When he joined a travel technology company called MetGlobal, Mr. Santos portrayed himself as a man with family money. But two former co-workers said the salary was modest and the job didn’t match up with Mr. Santos’ portrayal as a financier spending time after bad bets lost him on Wall Street.
Not everything in the stated biography of Mr. Santos was a lie. A LinkBridge document supports his claim as vice president. Several former colleagues have confirmed that he works for MetGlobal, a subsidiary called HotelsPro. Records reviewed by The Times confirmed his claim that he received his high school equivalency degree in New York in 2006.
According to public records, Mr. Santos traveled to Florida in 2016 when HotelsPro opened an office in Orlando. Mr Santos told Newsday in 2019 that he briefly went there on business. She got her Florida driver’s license and signed up to vote in the 2016 election.
Those who knew him remembered that Mr. Santos was a longtime follower of Republican politics and cursed at the then mayor of New York, Hillary Clinton and Bill de Blasio.
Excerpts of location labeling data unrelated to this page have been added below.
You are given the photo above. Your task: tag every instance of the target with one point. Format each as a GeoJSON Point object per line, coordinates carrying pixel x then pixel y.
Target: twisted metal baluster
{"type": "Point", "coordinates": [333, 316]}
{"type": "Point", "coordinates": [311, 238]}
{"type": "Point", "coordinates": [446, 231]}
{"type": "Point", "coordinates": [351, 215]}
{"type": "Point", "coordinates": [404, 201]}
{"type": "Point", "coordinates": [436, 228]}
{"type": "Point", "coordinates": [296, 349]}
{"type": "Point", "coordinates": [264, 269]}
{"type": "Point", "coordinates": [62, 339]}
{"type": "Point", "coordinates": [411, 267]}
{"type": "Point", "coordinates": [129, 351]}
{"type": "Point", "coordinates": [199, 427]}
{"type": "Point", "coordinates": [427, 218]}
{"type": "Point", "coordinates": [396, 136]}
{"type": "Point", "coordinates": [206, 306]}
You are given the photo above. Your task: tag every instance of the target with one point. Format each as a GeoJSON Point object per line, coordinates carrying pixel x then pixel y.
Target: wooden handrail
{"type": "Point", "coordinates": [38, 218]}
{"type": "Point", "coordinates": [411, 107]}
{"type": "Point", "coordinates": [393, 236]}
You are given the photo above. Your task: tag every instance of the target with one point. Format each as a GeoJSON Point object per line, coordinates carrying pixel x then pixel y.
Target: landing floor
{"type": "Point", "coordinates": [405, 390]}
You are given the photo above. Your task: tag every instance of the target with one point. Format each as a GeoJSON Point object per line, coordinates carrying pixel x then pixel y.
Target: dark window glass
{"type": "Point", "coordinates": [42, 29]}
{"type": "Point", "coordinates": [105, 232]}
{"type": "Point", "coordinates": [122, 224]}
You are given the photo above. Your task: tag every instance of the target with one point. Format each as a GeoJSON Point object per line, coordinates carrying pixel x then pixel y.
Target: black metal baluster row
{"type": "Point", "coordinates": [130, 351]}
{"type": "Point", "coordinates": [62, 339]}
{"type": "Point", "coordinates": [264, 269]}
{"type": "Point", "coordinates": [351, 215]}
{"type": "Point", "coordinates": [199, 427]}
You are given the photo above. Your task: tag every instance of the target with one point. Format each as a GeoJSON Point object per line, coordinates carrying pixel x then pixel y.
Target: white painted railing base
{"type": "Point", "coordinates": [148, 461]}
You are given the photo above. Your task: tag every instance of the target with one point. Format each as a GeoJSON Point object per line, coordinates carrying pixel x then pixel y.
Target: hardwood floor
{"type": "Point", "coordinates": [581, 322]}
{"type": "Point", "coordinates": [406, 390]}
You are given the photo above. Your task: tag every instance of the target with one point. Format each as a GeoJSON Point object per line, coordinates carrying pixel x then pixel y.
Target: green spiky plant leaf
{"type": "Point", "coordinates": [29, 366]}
One of those close to Mr. Santos was Pedro Vilarva. Mr. Vilarva met Mr. Santos in 2014 when he was 18 and Mr. Santos was 26. Mr Vilarva found her attractive and sweet. They dated for a few months before Mr. Santos suggested living together. Mr Vilarva said he felt on top of the world, even though he said he paid most of the bills himself.
“He said he would get money from Citigroup, he was an investor,” Mr. Vilarva recalled. “One day it’s one thing, another day it’s another. In fact, he never went to work.”
Mr. Vilarva said relations between the two men began to unravel in early 2015, after Mr. Santos surprised him when it was revealed they did not have Hawaii tickets. Around the same time, he said he discovered his cell phone was missing and believed that Mr. Santos had pawned it.
The betrayal caused Mr. Santos to type his name into a search engine, where he found that Mr. Santos was wanted by the Brazilian police.
“I woke up in the morning, packed my stuff in garbage bags, called my dad and left,” she said.
Looking back, Mr. Vilarva said he was young and naive: he wanted to believe in the many stories of Mr. Santos and the life they shared. Today he is concerned about the impact Mr Santos may have as an elected official.
“I was afraid that someone like that with so much power would be responsible,” he said.
André Spigariol and Manuela Andreoni contributed reporting from Brazil.